Conflitto siriano: su Assad restano distanti le posizioni delle diplomazie internazionali
Nulla di fatto dall’incontro di ieri a Vienna fra Stati Uniti, Russia, Turchia e Arabia Saudita. Un quartetto anomalo che apre nuovi spiragli alla diplomazia. Il destino politico del presidente siriano uno dei principali nodi da risolvere per mettere fine alle violenze. Russia e Giordania concludono un accordo per “coordinare” le azioni militari.

Vienna (AsiaNews/Agenzie) - Restano distanti le posizioni delle cancellerie internazionali impegnate nella ricerca di una soluzione alla crisi siriana e, in particolare, sul futuro del presidente Bashar al-Assad. L’incontro del “quartetto anomalo” che si è tenuto ieri a Vienna (Austria) - presenti Stati Uniti, Russia, Turchia e Arabia Saudita - non ha sortito effetti nei negoziati e permane la situazione di stallo. Del resto proprio il destino di Assad è uno dei principali nodi da sciogliere per mettere fine alle violenze.

Il ministro saudita degli Esteri Adel Al-Jubeir, presente all’incontro, conferma che “non è stato raggiunto” un consenso sul destino politico di Assad, ma restano aperti anche per il futuro i canali della diplomazia.

L’incontro di Vienna giunge a tre settimane dall’ingresso della Russia nel conflitto siriano, con una serie di raid aerei lanciati dall’aviazione di Mosca contro lo Stato islamico e gli altri gruppi jihadisti presenti sul territorio.
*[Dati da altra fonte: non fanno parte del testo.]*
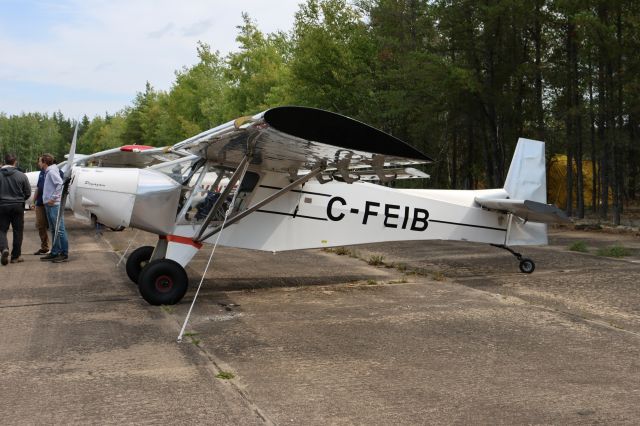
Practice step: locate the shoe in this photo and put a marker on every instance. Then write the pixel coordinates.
(60, 258)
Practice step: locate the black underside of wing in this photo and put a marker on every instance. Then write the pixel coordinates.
(334, 129)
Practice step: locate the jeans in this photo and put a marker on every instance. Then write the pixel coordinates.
(12, 214)
(60, 245)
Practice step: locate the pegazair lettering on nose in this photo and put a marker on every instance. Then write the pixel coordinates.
(391, 213)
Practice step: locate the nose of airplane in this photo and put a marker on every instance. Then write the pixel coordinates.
(145, 199)
(156, 202)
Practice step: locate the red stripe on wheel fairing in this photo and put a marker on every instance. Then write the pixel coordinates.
(181, 240)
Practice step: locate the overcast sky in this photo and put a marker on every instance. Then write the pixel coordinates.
(92, 56)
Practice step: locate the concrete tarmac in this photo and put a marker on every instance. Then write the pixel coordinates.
(439, 333)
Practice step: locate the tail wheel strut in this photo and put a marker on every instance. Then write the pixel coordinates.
(527, 265)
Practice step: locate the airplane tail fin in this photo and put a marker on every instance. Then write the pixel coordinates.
(525, 196)
(527, 177)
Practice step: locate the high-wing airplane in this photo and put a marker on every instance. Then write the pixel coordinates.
(295, 180)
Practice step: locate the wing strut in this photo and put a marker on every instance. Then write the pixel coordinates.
(238, 174)
(319, 169)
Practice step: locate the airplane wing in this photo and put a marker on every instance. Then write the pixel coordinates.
(289, 139)
(528, 210)
(138, 156)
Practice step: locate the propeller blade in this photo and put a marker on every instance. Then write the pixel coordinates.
(67, 170)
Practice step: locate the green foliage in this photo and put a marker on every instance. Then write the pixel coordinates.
(579, 246)
(614, 251)
(225, 375)
(459, 80)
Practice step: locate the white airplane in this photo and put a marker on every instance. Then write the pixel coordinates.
(295, 182)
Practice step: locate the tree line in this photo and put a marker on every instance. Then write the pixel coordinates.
(460, 80)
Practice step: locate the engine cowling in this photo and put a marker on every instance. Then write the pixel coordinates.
(140, 198)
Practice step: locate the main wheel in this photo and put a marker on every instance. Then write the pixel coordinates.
(137, 260)
(527, 266)
(163, 282)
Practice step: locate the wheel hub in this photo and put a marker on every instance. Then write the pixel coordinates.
(164, 283)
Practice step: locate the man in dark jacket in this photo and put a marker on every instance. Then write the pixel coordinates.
(14, 190)
(41, 214)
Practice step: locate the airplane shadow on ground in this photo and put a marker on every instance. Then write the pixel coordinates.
(211, 285)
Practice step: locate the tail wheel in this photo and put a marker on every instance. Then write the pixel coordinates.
(527, 265)
(137, 260)
(163, 282)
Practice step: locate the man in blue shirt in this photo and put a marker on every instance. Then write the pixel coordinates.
(14, 190)
(51, 196)
(41, 214)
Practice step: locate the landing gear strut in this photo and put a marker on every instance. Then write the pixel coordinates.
(527, 265)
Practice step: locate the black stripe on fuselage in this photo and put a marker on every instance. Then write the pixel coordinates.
(292, 215)
(296, 190)
(468, 224)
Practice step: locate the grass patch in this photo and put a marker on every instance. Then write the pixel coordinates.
(438, 276)
(225, 375)
(614, 251)
(342, 251)
(192, 336)
(402, 267)
(579, 246)
(167, 308)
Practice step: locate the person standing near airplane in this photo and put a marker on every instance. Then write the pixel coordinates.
(14, 190)
(41, 214)
(51, 195)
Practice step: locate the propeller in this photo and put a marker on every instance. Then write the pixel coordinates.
(67, 171)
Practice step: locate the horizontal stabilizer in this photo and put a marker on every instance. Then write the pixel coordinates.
(528, 210)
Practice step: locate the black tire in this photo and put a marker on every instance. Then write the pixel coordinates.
(137, 260)
(527, 265)
(163, 282)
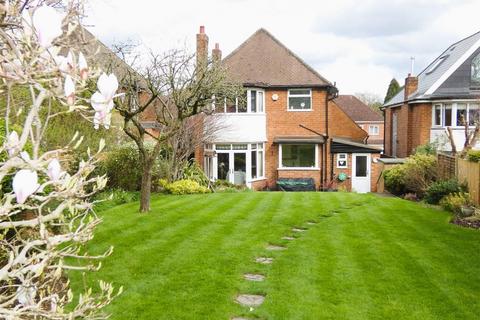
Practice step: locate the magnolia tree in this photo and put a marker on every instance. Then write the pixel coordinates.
(46, 216)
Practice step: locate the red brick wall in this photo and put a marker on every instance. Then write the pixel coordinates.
(414, 122)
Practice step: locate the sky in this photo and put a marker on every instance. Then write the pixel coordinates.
(360, 45)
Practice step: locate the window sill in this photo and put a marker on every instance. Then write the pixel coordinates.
(299, 169)
(299, 110)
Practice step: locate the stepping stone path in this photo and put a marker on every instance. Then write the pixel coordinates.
(272, 247)
(250, 300)
(254, 277)
(264, 260)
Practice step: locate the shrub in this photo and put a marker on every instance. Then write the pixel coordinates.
(124, 171)
(455, 201)
(473, 155)
(185, 186)
(438, 190)
(414, 176)
(192, 171)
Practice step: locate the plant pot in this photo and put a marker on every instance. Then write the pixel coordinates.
(467, 211)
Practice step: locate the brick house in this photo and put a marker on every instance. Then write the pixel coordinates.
(445, 94)
(289, 126)
(367, 119)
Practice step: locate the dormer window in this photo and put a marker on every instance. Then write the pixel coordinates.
(436, 64)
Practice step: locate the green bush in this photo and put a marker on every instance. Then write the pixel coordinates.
(437, 190)
(455, 201)
(413, 176)
(473, 155)
(192, 171)
(226, 186)
(124, 171)
(185, 186)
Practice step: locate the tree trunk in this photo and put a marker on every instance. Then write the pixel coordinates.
(146, 188)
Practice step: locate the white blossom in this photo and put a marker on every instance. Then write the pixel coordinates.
(102, 100)
(69, 90)
(25, 183)
(47, 23)
(13, 143)
(54, 170)
(82, 66)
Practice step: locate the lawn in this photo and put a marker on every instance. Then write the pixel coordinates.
(366, 257)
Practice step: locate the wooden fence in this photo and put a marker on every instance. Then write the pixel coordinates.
(469, 172)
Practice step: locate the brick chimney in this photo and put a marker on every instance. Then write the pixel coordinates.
(202, 47)
(411, 85)
(217, 53)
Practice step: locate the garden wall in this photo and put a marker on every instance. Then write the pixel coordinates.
(469, 172)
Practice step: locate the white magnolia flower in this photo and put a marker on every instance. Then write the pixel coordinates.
(26, 295)
(82, 66)
(47, 23)
(13, 143)
(54, 170)
(102, 100)
(69, 89)
(25, 183)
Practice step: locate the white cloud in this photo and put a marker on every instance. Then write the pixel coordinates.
(361, 47)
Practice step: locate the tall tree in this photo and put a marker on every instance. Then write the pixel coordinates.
(171, 90)
(393, 89)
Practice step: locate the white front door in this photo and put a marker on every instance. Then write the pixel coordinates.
(361, 172)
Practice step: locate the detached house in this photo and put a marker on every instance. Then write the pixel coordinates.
(445, 94)
(367, 119)
(289, 126)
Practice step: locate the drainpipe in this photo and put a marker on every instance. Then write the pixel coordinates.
(332, 93)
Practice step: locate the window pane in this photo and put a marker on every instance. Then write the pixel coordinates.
(239, 147)
(299, 103)
(254, 164)
(260, 101)
(360, 166)
(299, 92)
(461, 114)
(301, 155)
(473, 114)
(260, 164)
(223, 147)
(253, 100)
(437, 118)
(447, 116)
Presenti il ministro russo degli Esteri Sergei Lavrov, i colleghi saudita Adel Al-Jubeir e il turco Feridun Sinirlioglu, oltre che il segretario di Stato Usa John Kerry.
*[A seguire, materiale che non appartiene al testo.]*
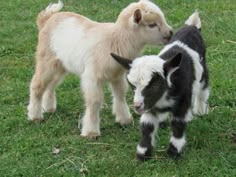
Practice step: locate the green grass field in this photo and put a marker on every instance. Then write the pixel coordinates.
(26, 148)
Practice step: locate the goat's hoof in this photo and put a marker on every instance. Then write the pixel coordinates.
(173, 152)
(144, 153)
(143, 157)
(164, 124)
(36, 119)
(91, 135)
(51, 110)
(124, 121)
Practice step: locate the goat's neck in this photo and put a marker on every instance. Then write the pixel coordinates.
(126, 43)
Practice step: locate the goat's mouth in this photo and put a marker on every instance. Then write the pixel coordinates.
(139, 111)
(166, 39)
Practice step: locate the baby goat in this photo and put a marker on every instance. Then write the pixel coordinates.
(174, 81)
(69, 42)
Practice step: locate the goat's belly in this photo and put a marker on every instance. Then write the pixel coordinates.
(71, 44)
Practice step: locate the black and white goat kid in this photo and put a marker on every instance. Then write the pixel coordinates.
(175, 81)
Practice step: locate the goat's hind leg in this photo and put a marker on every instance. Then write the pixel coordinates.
(42, 80)
(149, 126)
(49, 102)
(93, 94)
(120, 107)
(201, 106)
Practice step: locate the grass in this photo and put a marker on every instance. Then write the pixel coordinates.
(26, 148)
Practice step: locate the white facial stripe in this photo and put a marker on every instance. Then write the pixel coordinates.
(138, 98)
(194, 55)
(148, 118)
(142, 70)
(164, 102)
(178, 143)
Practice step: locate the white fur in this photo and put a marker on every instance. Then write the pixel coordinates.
(66, 41)
(195, 57)
(162, 117)
(141, 74)
(141, 150)
(163, 102)
(200, 105)
(188, 117)
(143, 68)
(198, 69)
(72, 43)
(52, 8)
(169, 76)
(194, 20)
(178, 143)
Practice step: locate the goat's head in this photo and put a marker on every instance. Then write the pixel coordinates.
(149, 77)
(147, 21)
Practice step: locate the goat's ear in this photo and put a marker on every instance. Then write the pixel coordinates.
(122, 61)
(137, 16)
(172, 63)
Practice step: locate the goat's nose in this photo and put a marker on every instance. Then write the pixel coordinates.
(137, 105)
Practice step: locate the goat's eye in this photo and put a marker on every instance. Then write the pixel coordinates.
(153, 25)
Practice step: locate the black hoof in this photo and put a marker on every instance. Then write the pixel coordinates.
(173, 152)
(143, 157)
(164, 125)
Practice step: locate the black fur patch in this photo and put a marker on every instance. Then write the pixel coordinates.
(146, 142)
(154, 91)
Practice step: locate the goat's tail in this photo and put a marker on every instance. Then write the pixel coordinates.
(44, 15)
(194, 20)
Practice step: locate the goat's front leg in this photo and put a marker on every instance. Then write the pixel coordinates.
(148, 128)
(177, 140)
(93, 94)
(120, 107)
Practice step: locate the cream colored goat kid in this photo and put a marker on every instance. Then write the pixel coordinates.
(69, 42)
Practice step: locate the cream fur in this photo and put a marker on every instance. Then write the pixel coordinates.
(72, 43)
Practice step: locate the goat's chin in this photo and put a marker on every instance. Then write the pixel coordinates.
(165, 40)
(139, 111)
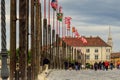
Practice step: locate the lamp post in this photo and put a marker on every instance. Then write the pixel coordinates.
(4, 69)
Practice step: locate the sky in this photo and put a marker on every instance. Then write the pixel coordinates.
(89, 17)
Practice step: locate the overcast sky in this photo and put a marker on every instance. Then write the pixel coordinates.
(93, 18)
(90, 17)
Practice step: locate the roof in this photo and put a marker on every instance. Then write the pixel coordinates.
(91, 41)
(115, 55)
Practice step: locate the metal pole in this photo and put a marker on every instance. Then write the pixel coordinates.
(4, 68)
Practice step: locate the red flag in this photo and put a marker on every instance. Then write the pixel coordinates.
(60, 9)
(67, 20)
(77, 34)
(83, 40)
(54, 4)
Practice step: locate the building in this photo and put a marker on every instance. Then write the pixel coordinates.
(115, 58)
(94, 50)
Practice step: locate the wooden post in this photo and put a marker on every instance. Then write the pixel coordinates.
(12, 39)
(23, 38)
(32, 41)
(37, 37)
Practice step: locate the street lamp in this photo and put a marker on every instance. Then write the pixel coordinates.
(4, 68)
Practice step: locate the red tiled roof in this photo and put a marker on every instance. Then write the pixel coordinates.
(91, 41)
(115, 55)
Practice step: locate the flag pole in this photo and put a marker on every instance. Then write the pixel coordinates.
(12, 38)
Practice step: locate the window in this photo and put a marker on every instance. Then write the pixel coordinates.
(96, 57)
(87, 50)
(96, 50)
(87, 56)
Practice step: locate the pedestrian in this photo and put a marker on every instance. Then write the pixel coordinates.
(95, 66)
(106, 65)
(76, 66)
(111, 65)
(45, 64)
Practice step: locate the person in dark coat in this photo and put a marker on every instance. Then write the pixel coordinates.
(95, 66)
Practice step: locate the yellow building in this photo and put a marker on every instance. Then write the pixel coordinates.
(94, 50)
(115, 58)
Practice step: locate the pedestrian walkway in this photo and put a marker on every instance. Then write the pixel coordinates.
(84, 75)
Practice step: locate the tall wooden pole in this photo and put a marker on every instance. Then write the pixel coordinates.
(32, 41)
(4, 55)
(23, 38)
(12, 39)
(37, 37)
(45, 30)
(40, 18)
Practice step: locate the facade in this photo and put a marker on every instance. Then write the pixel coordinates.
(94, 50)
(115, 58)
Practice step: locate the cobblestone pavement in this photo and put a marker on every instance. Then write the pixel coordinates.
(84, 75)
Stati Uniti e Russia mantengono posizioni distanti dall’inizio della crisi, ma l’incontro del quartetto, un inedito sul palcoscenico siriano, è un primo tentativo di internazionalizzare un conflitto che ha causato la morte di 250mila persone dal marzo 2011.
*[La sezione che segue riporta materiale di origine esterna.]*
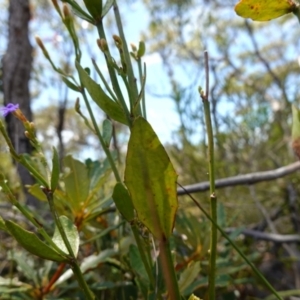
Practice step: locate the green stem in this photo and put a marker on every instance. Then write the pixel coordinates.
(105, 148)
(213, 198)
(73, 262)
(139, 61)
(169, 270)
(252, 266)
(143, 255)
(49, 195)
(131, 79)
(104, 81)
(112, 75)
(89, 295)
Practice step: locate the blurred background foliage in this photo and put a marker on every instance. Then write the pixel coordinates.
(254, 80)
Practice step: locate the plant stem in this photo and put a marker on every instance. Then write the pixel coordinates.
(105, 148)
(113, 77)
(141, 248)
(168, 269)
(144, 114)
(213, 198)
(252, 266)
(131, 78)
(72, 261)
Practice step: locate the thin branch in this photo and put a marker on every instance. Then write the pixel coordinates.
(272, 237)
(250, 178)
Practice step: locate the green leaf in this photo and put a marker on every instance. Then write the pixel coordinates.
(89, 263)
(24, 264)
(189, 275)
(71, 233)
(32, 243)
(79, 12)
(264, 10)
(55, 170)
(111, 108)
(151, 180)
(107, 131)
(123, 201)
(77, 182)
(95, 8)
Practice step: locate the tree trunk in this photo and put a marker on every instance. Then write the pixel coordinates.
(16, 75)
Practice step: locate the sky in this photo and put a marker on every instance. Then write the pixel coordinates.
(160, 111)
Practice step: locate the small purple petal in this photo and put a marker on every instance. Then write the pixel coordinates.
(10, 107)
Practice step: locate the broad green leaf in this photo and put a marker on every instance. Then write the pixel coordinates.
(296, 131)
(189, 275)
(77, 182)
(111, 108)
(151, 180)
(123, 202)
(264, 10)
(32, 243)
(72, 234)
(107, 131)
(55, 170)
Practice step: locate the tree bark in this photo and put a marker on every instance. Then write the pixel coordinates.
(17, 63)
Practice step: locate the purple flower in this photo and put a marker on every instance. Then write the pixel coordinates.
(10, 107)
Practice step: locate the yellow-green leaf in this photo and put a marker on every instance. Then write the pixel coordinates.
(32, 243)
(151, 180)
(264, 10)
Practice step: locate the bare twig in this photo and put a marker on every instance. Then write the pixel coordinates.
(272, 237)
(250, 178)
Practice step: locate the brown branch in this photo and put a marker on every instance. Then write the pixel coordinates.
(272, 237)
(250, 178)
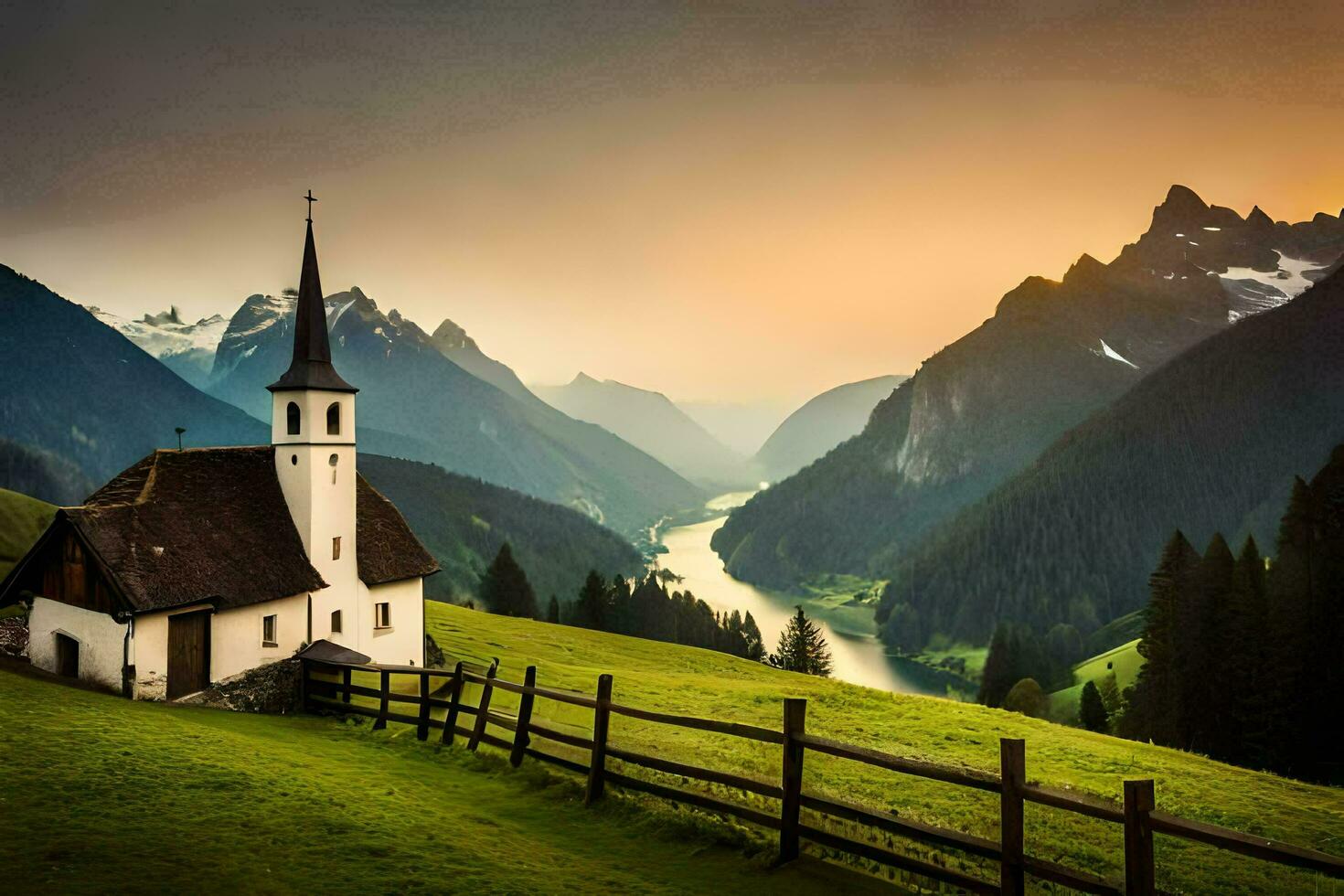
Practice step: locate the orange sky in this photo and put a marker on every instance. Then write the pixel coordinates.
(735, 237)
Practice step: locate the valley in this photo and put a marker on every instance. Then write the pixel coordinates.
(858, 653)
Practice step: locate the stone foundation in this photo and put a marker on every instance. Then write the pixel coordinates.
(273, 688)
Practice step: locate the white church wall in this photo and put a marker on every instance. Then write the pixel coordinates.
(403, 641)
(235, 635)
(322, 500)
(100, 635)
(235, 641)
(312, 417)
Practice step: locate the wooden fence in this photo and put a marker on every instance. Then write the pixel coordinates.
(1137, 813)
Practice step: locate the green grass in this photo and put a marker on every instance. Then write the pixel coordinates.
(972, 656)
(692, 681)
(102, 795)
(22, 520)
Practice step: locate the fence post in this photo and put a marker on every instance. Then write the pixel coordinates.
(601, 719)
(1140, 875)
(385, 687)
(1012, 773)
(795, 726)
(453, 703)
(481, 710)
(525, 716)
(422, 729)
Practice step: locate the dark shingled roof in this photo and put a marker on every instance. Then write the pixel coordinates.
(385, 546)
(325, 650)
(212, 526)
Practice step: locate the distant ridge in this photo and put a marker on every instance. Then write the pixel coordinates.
(1209, 443)
(984, 407)
(820, 425)
(651, 422)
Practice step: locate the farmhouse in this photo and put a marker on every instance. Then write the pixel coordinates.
(194, 566)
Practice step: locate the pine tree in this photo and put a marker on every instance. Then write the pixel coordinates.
(1092, 709)
(752, 635)
(803, 647)
(997, 677)
(1112, 699)
(1246, 670)
(1155, 699)
(1201, 626)
(591, 609)
(504, 587)
(1292, 583)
Il ministro russo Lavrov ha rinnovato l’impegno alla lotta al terrorismo in Siria e la necessità di una soluzione politica alla crisi. Intanto Mosca e Giordania hanno raggiunto un accordo volto a “coordinare” le azioni militari nello scacchiere siriano e creare un “meccanismo” che possa favorire la fine della guerra.